Synthesis of citric acid using novel Aspergillus niveus obtained from agricultural wastes

Fungus belonging to the genus Aspergillus is considered highly important in the production of various types of enzymes and organic acids. Aspergillus species produce organic acids such as citric acid, itaconic acid, and malic acid, which are one of the most important alternate techniques for chemical processes. Citric acid is an important component in the manufacturing process of food and beverages, pharmaceuticals, cosmetics, toiletries, detergents, and other industries. In this work, A. niveus was isolated from the agricultural waste collected in Kotagiri, The Nilgiris, India. Submerged batch fermentation with a range of low-cost substrates, such as wheat flour, corn starch, and sweet potato, was used to successfully synthesize citric acid by the isolated fungus. In addition, production-related factors such as substrate concentration and incubation time were optimized. The maximum yield of citric acid was produced using A. niveus from corn starch at a concentration 7of 120 g/L after 168 hours at pH 3.2. Furthermore, with a degree of extraction of 91.96, citric acid was extracted from fermentation.

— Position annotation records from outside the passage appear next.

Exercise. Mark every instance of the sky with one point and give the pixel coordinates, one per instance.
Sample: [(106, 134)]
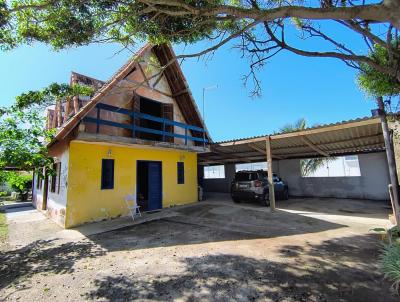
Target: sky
[(320, 90)]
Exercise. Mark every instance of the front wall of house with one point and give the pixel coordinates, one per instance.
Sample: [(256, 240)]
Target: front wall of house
[(87, 202), (56, 201)]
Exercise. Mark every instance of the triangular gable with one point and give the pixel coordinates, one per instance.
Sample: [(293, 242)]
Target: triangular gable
[(175, 78)]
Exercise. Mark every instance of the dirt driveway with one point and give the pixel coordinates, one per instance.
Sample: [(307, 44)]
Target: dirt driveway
[(309, 250)]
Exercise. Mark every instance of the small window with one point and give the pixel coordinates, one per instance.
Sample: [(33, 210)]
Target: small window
[(251, 166), (38, 180), (212, 172), (341, 166), (55, 179), (107, 174), (181, 173)]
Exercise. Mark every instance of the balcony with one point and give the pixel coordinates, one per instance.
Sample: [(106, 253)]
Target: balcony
[(162, 130)]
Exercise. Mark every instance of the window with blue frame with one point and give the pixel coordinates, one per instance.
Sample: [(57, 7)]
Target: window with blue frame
[(107, 174), (181, 173)]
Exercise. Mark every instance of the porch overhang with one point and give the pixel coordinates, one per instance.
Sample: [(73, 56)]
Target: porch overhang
[(362, 135)]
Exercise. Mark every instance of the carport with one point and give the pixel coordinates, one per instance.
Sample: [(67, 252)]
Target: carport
[(354, 137)]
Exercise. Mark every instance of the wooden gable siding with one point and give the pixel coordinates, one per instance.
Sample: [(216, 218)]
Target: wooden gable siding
[(126, 94)]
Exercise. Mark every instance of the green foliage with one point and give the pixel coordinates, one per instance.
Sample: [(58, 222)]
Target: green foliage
[(65, 23), (3, 228), (22, 140), (50, 94), (307, 166), (3, 177), (19, 182), (375, 83), (390, 263)]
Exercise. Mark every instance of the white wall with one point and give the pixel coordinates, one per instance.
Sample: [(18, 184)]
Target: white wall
[(56, 202), (372, 184)]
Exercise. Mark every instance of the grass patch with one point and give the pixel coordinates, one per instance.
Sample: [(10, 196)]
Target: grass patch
[(3, 228)]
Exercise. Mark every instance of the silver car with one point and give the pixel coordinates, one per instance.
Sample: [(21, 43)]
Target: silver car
[(253, 185)]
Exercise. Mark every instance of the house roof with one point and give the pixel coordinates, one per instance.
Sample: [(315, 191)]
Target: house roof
[(175, 78), (357, 136)]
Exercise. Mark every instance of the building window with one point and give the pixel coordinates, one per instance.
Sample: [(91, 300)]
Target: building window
[(107, 174), (212, 172), (341, 166), (251, 166), (38, 180), (181, 172), (55, 178)]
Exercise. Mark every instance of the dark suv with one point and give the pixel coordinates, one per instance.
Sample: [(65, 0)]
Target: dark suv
[(253, 185)]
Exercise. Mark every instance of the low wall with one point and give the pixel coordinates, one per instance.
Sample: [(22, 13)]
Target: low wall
[(372, 184)]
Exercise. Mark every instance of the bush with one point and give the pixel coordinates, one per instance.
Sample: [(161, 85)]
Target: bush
[(390, 263), (19, 182)]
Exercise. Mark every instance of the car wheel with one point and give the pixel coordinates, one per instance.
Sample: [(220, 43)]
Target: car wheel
[(236, 200), (265, 200), (286, 194)]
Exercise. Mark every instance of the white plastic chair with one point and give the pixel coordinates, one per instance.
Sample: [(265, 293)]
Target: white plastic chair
[(131, 204)]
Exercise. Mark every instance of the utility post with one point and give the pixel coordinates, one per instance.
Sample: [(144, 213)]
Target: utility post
[(270, 174), (390, 158)]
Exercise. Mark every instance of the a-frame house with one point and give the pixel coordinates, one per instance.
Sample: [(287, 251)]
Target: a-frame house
[(139, 134)]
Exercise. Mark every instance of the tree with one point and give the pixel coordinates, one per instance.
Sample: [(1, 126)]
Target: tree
[(373, 82), (23, 135), (307, 166), (22, 140), (259, 27)]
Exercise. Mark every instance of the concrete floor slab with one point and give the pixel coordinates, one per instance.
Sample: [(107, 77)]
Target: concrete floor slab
[(308, 250)]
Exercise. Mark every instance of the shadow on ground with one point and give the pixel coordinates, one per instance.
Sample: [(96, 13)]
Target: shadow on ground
[(43, 256), (338, 206), (209, 223), (332, 271)]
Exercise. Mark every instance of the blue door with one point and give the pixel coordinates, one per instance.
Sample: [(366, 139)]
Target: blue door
[(155, 186)]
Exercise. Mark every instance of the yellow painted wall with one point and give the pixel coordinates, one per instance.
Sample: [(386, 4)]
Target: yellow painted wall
[(87, 202)]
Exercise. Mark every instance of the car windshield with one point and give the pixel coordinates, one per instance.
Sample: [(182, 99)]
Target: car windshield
[(246, 176)]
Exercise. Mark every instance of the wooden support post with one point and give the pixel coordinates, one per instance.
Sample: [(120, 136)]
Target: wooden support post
[(390, 158), (58, 113), (270, 174), (67, 110), (164, 129), (54, 119), (133, 124), (98, 120), (76, 104)]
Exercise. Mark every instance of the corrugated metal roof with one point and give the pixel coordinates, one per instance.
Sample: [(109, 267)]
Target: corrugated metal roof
[(348, 137), (309, 128)]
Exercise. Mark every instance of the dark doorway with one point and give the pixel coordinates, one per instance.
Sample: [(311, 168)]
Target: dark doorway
[(153, 108), (149, 185)]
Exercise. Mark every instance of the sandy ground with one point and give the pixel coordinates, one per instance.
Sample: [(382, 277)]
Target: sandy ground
[(309, 250)]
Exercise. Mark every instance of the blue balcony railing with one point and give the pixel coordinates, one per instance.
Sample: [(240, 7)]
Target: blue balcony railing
[(201, 138)]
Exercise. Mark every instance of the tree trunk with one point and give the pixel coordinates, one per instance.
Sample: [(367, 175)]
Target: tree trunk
[(390, 158)]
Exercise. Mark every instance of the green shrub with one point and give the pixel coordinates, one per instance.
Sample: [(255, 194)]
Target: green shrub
[(19, 182), (390, 263)]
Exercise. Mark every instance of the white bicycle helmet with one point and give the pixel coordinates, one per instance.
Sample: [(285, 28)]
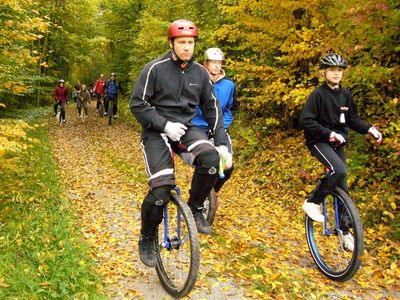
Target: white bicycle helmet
[(214, 54)]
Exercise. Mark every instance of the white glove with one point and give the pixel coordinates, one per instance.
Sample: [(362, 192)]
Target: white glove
[(376, 134), (174, 130), (336, 137), (226, 156)]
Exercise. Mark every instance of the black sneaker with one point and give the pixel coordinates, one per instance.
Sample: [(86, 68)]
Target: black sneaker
[(201, 223), (148, 251)]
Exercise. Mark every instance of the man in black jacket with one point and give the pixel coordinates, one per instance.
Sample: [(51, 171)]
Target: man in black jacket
[(164, 101)]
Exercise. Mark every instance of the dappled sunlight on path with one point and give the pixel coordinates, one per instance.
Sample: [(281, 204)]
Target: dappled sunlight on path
[(258, 249)]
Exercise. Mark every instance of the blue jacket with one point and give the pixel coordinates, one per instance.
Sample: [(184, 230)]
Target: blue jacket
[(225, 91)]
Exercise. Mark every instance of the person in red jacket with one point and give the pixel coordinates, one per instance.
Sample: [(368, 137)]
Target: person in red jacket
[(61, 97)]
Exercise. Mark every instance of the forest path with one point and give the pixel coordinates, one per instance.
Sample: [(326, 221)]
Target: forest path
[(102, 172), (258, 248)]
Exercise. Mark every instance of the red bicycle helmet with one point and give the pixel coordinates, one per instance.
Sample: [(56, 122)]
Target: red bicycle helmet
[(182, 28)]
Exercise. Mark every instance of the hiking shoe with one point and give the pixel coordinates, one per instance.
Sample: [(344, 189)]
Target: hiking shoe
[(348, 242), (313, 211), (201, 223), (148, 251)]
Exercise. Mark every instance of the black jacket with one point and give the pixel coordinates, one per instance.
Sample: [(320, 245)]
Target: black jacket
[(164, 92), (328, 110)]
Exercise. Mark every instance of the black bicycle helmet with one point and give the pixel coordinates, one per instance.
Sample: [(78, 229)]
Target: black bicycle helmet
[(333, 60)]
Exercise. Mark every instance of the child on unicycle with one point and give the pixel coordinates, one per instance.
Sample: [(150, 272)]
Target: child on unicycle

Aspergillus, filamentous fungi are essential for the production of bio-based organic acids. Due to their remarkable ability to secrete substantial volumes of desirable organic acids, a variety of Aspergillus strains belonging to phylogenetically distantly related species have been successfully employed in the industrial production of organic acids [1]. Several decades have been spent studying the mechanisms of organic acid biosynthesis in diverse Aspergillus species, as well as applying genetic engineering to improve the production of desirable organic acids [2-4].

Citric acid is one of the organic acids that can be used to make high-value products which include food and beverages, detergents, medicines, cosmetics, and toiletries, among other things. Because citric acid is a high-value product, it has recently gotten a lot of attention in terms of biological synthesis. Citric acid is utilized in a variety of industries, including food & beverage, detergents, medicines, cosmetics, and toiletries [5,6]. When Carl discovered this very valuable acid as a product in 1784, he was the first to describe it. Citric acid is used to manufacture food, synthetic resins, coatings, polymers, super-absorbents, phosphate-free detergents, and cleansers, among other things [7]. Petrochemical methods of producing citric acid have been phased out due to the depletion of fossil resources and the need for long-term development.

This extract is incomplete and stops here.